Election officials voted this week to reduce the number of polling places in rural Lincoln County from seven to three, despite opposition from voting rights advocates.
The consolidation of voting locations ahead of next year’s presidential election follows an outcry last year that temporarily persuaded county officials to keep every precinct open during the 2022 midterms.
The election board in Lincoln County, located north of Augusta, voted 3-0 on Wednesday to approve the precinct closures.
Election Board Chairman Glenn Creech said the decision would end the use of locations that lacked adequate parking spaces, air conditioning and accessibility for voters with disabilities.
But critics of the move said voters will be discouraged by longer drives and confusion about where they can cast a ballot.
“It makes me feel like we’re going back to grandma and great-grandma’s days, when voting was made more difficult,” said the Rev.

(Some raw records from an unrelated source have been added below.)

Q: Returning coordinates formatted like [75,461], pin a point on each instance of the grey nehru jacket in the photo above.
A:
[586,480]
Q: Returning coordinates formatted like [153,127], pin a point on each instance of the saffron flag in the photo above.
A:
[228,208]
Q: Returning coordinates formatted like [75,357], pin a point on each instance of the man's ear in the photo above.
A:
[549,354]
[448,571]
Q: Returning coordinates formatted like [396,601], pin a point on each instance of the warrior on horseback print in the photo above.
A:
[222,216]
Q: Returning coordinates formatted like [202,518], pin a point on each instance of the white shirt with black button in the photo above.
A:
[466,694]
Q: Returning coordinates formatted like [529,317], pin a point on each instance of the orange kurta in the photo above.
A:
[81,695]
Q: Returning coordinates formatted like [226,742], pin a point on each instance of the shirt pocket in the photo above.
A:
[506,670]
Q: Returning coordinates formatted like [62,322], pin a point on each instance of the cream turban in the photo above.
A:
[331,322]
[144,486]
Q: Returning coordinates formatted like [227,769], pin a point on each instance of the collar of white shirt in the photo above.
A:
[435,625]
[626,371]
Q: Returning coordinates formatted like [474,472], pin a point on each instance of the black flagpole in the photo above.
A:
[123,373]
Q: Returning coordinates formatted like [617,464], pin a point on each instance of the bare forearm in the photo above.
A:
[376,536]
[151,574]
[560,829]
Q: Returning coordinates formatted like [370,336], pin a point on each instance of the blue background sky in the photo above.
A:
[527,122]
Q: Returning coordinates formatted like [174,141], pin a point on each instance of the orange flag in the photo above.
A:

Denise Freeman, a local minister. “To think we have to overcome that, to be going backward in the 21st century, is just mind-boggling.”
Creech said poll workers and voters needed adequate facilities, and the small county of fewer than 8,000 residents couldn’t afford to upgrade its old precincts.
“We had to do something,” Creech said. “The voters of Lincoln County will have better voting precincts that are more accommodating and handicapped-accessible.”
Creech said voting will remain convenient in Lincoln County, where 68% of voters supported Republican Donald Trump over Democrat Joe Biden in the 2020 election. The farthest increase in distance for voters is 3.2 miles to a new voting location, he said.
The vote to reduce precincts was made by an election board whose majority was appointed by the Republican-controlled Lincoln County Commission. A state law passed two years ago by the Republican-held Georgia General Assembly replaced the county’s previous election board.
The voting location changes will affect Election Day voters, and the county will retain one early voting location open for 17 days. About 58% of Lincoln County voters cast early or absentee ballots in last year’s general election, with the remaining 42% showing up on Election Day, according to state voting data.
Across Georgia, county election boards closed 214 precincts between 2012 and 2018, nearly 8% of the state’s polling places, according to a count by The Atlanta Journal-Constitution.